Questo vuol dire che prima o poi l´esercito libanese si metterà a cercare le armi, non solo a sequestrare quelle che trova sulla sua strada? Come saprà molti sostengono che Hezbollah le ha nascoste in una sorta di accordo con l´esercito.
«Dovete accettare l´idea che questo è un processo destinato a durare. L´esercito non ha fretta di finire il lavoro. E ha ricevuto istruzioni chiare: niente altre armi. Non siamo ancora in una fase attiva, in una fase che potremmo chiamare di ricerca e scoperta, ma ci arriveremo. Senza però fare pressione sulle persone: stiamo parlando di un esercito e dei suoi cittadini, non di occupanti che si relazionano a fuorilegge. La pazienza e la prudenza sono armi che pagano: chi corre per ottenere quello che vuole finisce per perdere tutto».
Quindi sarà l´esercito libanese a disarmare Hezbollah?
«Certo, sarà l´esercito libanese a relazionarsi con Hezbollah e con le sue armi. Non spetta ai soldati internazionali fare questo, non devono preoccuparsi di questo. Hezbollah è un partito politico rappresentato nel governo, e ha accettato il piano del governo in sette punti presentato alle Nazioni Unite e il documento sull´invio dell´esercito a sud: questi documenti stabiliscono chiaramente l´autorità del governo».
Ma Hezbollah ha portato il governo, e l´intero paese, in guerra senza avvertire nessuno, senza chiedere alcun consenso. Non teme possa accadere di nuovo?
«No, non credo. La posizione del governo è stata chiara dall´inizio: non sapevamo del rapimento dei soldati e non ci assumevamo la responsabilità di quell´atto. Ma da allora abbiamo fatto dei passi in avanti: non credo che ora Hezbollah sia nella posizione di ripetere quello che ha fatto. Ha imparato la lezione di quello che è successo, e parlo della distruzione. E il governo è riuscito a portare sull´agenda internazionale temi che a Hezbollah sono cari, come le Fattorie di Sheeba, di cui nessuno parlava da anni. Credo che la situazione si stia calmando, non incendiando di nuovo».

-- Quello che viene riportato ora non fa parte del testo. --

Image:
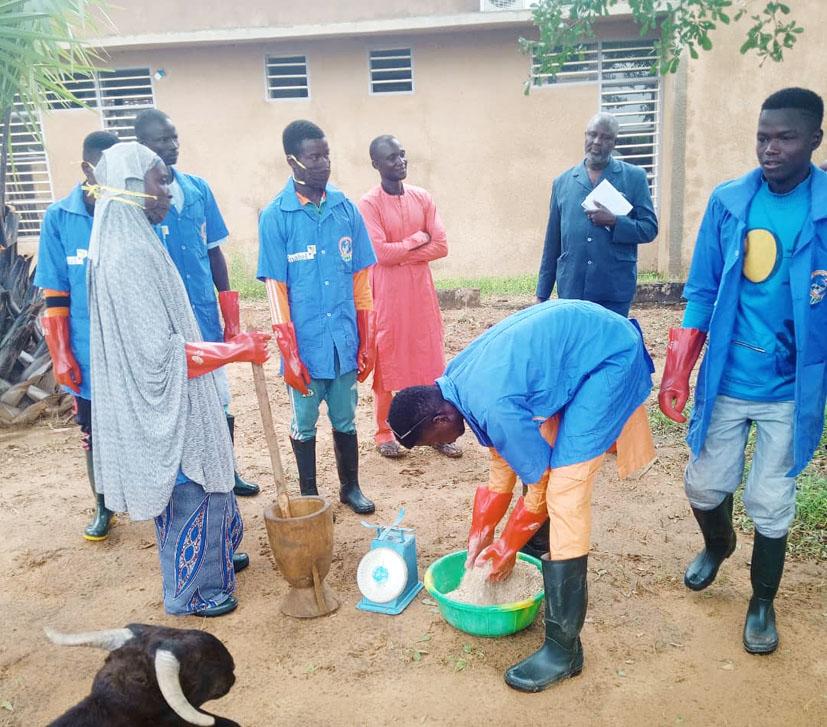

Parliamo della guida della missione: si discute fra Italia e Francia. Qual è il suo parere?
«Non sta a me decidere. Posso dire che ci sarebbe piaciuto un impegno maggiore della Francia e che se ci sarà benvenuto. Quanto all´Italia, abbiamo molte cose in comune: la storia, la cultura, il fatto di essere due paesi mediterranei. Roma è il nostro più grande partner commerciale e ha molte affinità con noi: questa è una cosa che apprezziamo molto».
L´ultima domanda è su Israele: crede che da questa vicenda possa nascere qualcosa di buono? Che i vostri paesi possano, con l´assistenza della comunità internazionale che è tornata a mettere energie e uomini in quest´area, iniziare un processo di dialogo?
«Credo che Israele abbia capito da questa guerra che la violenza e le armi non sono la strada per arrivare alla sua sicurezza. Siamo in Medio Oriente, l´unica strada per la pace è il dialogo, dobbiamo parlarci. Ma quando i ministri di Israele fanno dichiarazioni bellicose, magari solo per calmare un´opinione pubblica che si sente sconfitta, non aiutano la via del dialogo. Il dialogo è interesse di tutti, anche dell´Europa, e in particolare dei suoi paesi mediterranei».